B. Metabolic Alkalosis from Sodium Bicarbonate Infusion

• Pathophysiology: Administration of excess sodium bicarbonate can lead to an increase in serum pH and bicarbonate levels. Severe alkalosis can lower ionized calcium levels (potentially causing neuromuscular irritability or tetany) and shift the oxyhemoglobin dissociation curve to the left (imparing oxygen release to tissues).
• Monitoring: Regularly monitor arterial blood gases (ABGs) for pH and PaCO₂, serum electrolytes (including bicarbonate, chloride, and calcium), and fluid status.
• Management:
  • Decrease the infusion rate or concentration of sodium bicarbonate.
  • Administer isotonic saline (0.9% NaCl) if the patient is not volume overloaded; chloride repletion helps the kidneys excrete bicarbonate.
  • In cases of severe or symptomatic metabolic alkalosis, consider acetazolamide (e.g., 250 mg IV), which inhibits carbonic anhydrase and promotes renal bicarbonate excretion. Use with caution in patients with hepatic impairment.

IV. Multidisciplinary Goals-of-Care for Renal Replacement Therapy

Shared decision-making involving the patient, family, and multidisciplinary team ensures that the initiation and continuation of Renal Replacement Therapy (RRT) align with the patient’s overall prognosis, personal goals, and available resources.

A. Indications for RRT in CIN

Consider RRT for CIN-associated AKI in the presence of life-threatening complications, including but not limited to:

• Refractory Volume Overload: Pulmonary edema or severe systemic congestion unresponsive to maximal diuretic therapy.
• Severe Hyperkalemia: Serum K⁺ >6.5 mEq/L, or lower levels with associated ECG changes or rapid rise.
• Metabolic Acidosis: Severe metabolic acidosis (e.g., pH <7.20 or serum bicarbonate <15 mEq/L) refractory to medical management.
• Uremic Complications: Signs or symptoms of uremia, such as encephalopathy, pericarditis, or pleuritis.

B. RRT Modalities and Selection Criteria

• Continuous Renal Replacement Therapy (CRRT): Generally preferred in hemodynamically unstable patients due to slower, continuous fluid and solute removal, leading to better hemodynamic tolerance.
• Intermittent Hemodialysis (IHD): Provides rapid solute and fluid clearance. Suitable for hemodynamically stable patients who can tolerate rapid fluid shifts. May be logistically simpler in some settings.
• Factors Influencing Choice: Hemodynamic stability, desired rate of solute and fluid removal, anticoagulation needs, ICU staffing and resource availability, and patient-specific factors.

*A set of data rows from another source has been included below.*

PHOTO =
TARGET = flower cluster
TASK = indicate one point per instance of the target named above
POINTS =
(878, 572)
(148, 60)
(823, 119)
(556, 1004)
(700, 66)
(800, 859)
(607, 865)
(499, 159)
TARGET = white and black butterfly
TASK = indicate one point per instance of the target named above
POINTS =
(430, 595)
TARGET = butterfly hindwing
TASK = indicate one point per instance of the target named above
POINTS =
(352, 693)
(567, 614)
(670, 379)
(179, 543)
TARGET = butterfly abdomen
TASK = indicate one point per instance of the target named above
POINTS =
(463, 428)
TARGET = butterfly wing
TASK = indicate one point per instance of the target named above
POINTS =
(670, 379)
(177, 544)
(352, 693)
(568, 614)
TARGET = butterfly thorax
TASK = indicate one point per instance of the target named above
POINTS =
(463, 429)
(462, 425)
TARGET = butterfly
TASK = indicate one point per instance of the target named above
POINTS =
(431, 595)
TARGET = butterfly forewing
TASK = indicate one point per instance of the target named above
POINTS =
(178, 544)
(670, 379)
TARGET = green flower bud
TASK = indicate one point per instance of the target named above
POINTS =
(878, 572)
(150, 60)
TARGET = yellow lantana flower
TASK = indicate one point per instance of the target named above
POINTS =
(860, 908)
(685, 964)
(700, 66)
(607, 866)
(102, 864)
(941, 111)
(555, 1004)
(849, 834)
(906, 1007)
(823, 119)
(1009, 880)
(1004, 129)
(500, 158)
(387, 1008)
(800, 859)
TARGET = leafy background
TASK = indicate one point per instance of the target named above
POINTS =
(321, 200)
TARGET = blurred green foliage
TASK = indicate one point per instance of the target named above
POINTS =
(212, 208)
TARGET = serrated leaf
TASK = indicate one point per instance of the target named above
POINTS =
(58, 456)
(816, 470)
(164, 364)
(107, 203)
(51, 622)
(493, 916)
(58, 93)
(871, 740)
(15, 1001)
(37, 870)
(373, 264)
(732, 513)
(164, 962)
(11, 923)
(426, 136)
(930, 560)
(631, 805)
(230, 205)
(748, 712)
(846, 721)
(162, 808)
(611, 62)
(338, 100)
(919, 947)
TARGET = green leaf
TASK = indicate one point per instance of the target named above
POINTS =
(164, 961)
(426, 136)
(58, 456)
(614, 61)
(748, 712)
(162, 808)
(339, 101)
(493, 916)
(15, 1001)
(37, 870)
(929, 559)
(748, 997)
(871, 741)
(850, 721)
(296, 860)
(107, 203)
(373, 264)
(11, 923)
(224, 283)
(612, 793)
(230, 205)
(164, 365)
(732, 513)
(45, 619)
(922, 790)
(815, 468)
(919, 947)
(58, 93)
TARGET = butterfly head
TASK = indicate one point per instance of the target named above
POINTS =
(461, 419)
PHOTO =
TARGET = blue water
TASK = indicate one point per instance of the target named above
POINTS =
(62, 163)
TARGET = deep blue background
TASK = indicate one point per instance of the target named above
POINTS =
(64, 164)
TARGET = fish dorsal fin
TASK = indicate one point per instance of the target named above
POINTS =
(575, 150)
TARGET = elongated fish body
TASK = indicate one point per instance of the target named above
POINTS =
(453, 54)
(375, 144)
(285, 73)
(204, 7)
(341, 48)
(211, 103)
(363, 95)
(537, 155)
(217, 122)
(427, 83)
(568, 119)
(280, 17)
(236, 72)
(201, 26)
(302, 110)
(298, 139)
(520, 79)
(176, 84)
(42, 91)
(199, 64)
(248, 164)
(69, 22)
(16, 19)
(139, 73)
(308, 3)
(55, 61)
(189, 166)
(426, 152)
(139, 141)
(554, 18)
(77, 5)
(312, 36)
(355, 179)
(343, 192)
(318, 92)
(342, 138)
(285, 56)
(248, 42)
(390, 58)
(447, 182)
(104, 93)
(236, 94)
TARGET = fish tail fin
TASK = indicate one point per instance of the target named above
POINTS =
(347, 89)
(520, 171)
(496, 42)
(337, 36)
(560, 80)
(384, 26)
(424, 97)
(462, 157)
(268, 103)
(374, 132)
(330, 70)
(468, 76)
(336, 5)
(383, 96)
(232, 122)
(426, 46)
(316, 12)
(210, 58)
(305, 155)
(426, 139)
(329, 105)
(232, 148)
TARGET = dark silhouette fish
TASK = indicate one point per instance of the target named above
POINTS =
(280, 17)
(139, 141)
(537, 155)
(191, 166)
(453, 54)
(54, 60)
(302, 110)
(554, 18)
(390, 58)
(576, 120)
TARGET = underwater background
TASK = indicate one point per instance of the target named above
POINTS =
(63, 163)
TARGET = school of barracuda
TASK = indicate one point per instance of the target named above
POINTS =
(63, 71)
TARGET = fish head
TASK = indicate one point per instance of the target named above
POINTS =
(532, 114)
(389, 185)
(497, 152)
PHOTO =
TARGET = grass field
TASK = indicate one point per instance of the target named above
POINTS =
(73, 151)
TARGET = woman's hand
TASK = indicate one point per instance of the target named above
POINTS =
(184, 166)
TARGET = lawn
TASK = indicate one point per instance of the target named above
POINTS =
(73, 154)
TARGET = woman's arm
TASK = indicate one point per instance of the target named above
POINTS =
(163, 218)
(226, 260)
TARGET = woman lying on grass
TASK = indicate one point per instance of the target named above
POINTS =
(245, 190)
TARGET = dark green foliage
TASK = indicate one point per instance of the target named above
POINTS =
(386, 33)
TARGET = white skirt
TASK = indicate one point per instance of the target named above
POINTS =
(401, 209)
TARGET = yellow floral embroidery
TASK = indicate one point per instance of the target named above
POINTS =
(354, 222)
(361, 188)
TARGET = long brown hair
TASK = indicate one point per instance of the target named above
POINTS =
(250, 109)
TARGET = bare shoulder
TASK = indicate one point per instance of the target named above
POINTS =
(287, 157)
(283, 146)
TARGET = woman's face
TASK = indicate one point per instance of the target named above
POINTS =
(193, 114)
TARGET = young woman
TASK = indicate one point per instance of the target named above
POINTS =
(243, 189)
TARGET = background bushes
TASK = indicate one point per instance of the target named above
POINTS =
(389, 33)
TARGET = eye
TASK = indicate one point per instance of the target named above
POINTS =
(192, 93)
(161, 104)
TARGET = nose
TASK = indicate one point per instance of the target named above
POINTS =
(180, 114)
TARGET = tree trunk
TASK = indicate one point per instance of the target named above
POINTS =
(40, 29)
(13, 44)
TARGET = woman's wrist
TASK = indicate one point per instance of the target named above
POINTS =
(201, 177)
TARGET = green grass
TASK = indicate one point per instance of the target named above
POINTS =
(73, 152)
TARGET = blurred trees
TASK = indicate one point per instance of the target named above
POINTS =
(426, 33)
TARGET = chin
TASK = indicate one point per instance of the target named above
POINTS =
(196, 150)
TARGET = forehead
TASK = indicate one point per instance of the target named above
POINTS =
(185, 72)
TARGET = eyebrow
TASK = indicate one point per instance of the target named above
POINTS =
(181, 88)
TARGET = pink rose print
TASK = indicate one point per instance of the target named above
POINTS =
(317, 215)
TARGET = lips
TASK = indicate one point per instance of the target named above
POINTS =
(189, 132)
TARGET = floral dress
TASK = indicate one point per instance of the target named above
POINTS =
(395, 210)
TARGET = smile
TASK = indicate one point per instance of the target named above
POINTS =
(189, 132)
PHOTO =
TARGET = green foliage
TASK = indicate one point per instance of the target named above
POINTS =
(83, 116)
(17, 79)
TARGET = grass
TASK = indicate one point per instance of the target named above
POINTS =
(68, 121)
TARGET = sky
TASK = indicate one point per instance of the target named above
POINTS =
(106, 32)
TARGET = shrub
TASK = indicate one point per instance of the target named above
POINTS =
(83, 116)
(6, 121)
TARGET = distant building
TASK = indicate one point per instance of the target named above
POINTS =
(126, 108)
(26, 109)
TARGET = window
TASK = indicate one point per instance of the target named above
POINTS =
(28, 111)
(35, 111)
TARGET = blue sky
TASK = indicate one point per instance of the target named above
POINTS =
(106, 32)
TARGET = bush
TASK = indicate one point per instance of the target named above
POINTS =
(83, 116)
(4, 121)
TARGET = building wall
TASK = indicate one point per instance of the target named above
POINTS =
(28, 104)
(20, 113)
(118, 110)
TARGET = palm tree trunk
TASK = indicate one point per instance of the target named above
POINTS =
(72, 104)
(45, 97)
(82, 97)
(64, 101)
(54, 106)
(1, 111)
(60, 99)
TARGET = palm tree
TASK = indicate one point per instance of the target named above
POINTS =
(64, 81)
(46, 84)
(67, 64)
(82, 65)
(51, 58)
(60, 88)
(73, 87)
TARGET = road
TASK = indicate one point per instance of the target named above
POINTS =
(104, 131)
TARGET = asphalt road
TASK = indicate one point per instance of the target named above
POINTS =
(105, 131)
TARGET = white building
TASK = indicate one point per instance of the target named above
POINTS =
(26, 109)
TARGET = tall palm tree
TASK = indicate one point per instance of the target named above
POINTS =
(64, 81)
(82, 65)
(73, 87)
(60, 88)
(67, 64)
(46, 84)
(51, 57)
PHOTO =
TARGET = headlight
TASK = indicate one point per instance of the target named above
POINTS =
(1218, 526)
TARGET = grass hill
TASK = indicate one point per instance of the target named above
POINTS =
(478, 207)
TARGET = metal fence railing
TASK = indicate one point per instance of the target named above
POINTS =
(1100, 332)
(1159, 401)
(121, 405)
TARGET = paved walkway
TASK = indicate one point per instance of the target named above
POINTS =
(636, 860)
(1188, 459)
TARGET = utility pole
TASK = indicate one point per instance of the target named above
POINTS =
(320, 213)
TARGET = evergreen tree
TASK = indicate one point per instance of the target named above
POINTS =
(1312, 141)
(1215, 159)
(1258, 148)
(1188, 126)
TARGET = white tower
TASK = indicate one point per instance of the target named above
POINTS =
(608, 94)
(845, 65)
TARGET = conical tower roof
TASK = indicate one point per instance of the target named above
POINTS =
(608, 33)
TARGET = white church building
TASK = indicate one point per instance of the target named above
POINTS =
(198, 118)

C. Ethical and Palliative Considerations

• Engage patients (if capable) and their families early in discussions about the prognosis of AKI, the potential benefits and burdens of RRT, and how RRT aligns with overall goals of care.
• Review advance directives and existing goals-of-care documentation.
• Incorporate palliative care consultations when the likelihood of renal recovery is low, the overall prognosis is poor, or when symptom management and quality of life are primary concerns.